Reinforced concrete structural walls are frequently used as a lateral load resisting system in buildings. In some buildings affected by relatively recent seismic events, the response of the structural walls, traditionally labeled as excellent, has been somewhat unexpected and deserves attention.This dissertation focuses on enhanced numerical methodologies for the verification of the seismic response, including softening, of reinforced concrete structural wall systems.
First, a Truss Model for reinforced concrete coupled structural walls is developed. Bar bond-slip, dowel action, and confining effect of the foundation are considered. Two cyclic tests, on scaled seven-story coupled walls (from literature), are used for validation. It is shown that the compressed wall piers resist most of the base shear force and that the coupling beams at lower levels develop the largest shear forces.
Second, using the same benchmark test specimens, two models for the nonlinear cyclic analysis of reinforced concrete coupled walls are developed, i.e., Modified Beam-Truss Model and Enhanced Beam-Truss Model. The role of the strain penetration in diagonally reinforced coupling beams on the hysteretic energy dissipated is studied. It is verified that the computational-efficient proposed models predict well the overall response and the sliding shear failures of coupling beams.
Third, the Beam-Truss Model developed in a previous study for the nonlinear cyclic analysis of reinforced concrete components is extended to compute out-of-plane buckling in structural walls.

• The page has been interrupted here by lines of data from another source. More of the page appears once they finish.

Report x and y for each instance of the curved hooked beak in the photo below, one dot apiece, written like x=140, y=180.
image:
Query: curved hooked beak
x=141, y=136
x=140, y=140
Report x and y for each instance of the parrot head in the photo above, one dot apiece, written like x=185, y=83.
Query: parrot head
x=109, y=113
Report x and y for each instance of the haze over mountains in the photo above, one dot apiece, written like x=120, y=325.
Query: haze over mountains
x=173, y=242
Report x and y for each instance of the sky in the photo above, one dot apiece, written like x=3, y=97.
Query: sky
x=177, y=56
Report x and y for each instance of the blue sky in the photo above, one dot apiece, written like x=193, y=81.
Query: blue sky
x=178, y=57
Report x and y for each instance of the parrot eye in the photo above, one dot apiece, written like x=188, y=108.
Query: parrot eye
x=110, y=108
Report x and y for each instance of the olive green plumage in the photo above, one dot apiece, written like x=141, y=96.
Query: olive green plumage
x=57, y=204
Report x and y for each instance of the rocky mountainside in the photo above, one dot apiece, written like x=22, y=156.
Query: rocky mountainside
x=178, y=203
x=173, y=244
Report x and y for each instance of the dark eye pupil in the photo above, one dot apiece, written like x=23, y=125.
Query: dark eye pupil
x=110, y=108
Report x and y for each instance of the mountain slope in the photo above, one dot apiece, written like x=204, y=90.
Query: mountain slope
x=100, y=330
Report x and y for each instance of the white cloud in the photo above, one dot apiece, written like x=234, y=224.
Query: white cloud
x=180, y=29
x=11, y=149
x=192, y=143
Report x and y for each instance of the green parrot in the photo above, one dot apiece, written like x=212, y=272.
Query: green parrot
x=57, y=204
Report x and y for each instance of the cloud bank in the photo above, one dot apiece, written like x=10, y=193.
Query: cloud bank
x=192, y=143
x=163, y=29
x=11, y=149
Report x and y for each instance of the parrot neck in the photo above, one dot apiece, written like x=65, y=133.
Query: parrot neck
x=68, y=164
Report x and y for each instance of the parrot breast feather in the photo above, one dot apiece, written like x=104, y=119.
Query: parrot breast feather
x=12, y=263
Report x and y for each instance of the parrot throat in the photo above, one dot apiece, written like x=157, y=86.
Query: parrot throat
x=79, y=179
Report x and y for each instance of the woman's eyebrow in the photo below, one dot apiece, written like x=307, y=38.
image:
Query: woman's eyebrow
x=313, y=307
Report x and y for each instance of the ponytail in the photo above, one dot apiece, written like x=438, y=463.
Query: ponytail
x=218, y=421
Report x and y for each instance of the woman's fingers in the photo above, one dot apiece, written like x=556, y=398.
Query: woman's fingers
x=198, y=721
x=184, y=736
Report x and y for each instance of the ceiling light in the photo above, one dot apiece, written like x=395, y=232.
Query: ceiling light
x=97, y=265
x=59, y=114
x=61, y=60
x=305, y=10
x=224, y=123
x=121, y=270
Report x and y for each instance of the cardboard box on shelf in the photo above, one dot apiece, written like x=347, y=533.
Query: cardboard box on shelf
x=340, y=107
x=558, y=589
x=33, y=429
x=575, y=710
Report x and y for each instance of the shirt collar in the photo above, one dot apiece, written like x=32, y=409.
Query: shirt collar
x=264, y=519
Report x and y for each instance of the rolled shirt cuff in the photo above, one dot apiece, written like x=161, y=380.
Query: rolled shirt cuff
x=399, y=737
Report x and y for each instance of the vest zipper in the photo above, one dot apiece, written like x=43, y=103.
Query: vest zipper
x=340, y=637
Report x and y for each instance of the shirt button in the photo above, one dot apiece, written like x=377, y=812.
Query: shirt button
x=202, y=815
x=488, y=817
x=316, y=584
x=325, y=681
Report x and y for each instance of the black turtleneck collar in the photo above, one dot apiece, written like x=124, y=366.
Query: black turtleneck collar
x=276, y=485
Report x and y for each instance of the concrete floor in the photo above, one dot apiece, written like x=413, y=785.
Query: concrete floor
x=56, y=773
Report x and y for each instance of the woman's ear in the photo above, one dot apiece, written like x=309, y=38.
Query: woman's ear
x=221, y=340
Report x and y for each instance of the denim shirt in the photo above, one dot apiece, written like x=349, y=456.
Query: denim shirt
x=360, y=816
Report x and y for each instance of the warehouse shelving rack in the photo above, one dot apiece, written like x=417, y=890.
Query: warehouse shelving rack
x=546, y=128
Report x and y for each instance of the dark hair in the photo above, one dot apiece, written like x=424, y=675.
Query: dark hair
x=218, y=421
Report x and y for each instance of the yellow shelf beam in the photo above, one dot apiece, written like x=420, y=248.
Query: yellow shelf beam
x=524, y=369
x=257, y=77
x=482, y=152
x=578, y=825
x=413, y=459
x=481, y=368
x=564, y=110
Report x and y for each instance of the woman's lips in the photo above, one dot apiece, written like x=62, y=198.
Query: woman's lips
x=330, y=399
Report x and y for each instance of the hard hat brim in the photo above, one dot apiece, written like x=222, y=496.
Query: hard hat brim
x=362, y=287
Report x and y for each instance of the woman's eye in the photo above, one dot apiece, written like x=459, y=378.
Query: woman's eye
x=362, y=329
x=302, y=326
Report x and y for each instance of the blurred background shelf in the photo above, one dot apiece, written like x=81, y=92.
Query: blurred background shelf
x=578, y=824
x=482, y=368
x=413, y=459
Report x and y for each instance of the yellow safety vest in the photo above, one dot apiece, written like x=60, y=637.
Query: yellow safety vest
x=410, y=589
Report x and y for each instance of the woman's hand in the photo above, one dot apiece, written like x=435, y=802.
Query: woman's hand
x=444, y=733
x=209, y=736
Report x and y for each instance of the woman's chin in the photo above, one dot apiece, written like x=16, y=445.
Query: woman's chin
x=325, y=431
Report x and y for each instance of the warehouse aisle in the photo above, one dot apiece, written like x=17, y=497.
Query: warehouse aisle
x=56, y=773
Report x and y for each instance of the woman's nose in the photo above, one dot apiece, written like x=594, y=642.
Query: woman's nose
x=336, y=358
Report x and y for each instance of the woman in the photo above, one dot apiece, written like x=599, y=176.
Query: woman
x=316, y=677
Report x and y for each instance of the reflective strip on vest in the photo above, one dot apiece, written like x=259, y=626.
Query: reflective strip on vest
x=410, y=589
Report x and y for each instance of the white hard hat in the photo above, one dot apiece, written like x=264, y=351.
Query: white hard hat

The novel Beam-Truss Model computes accurately the force displacement responses and the buckling behavior of three test specimens reported in literature used for validation.
Finally, the Beam-Truss Model is enhanced to compute the out-of-plane nonlinear shear response of wall piers in the analysis of Core-Wall-Building systems. Using the proposed model and pushover analyses, a comprehensive study on a 14-story archetype Core-Wall building is carried out. It is shown that the in-plane shear response has a large influence on the lateral strength and displacement capacity, whereas the out-of-plane shear response mainly influences the displacement capacity.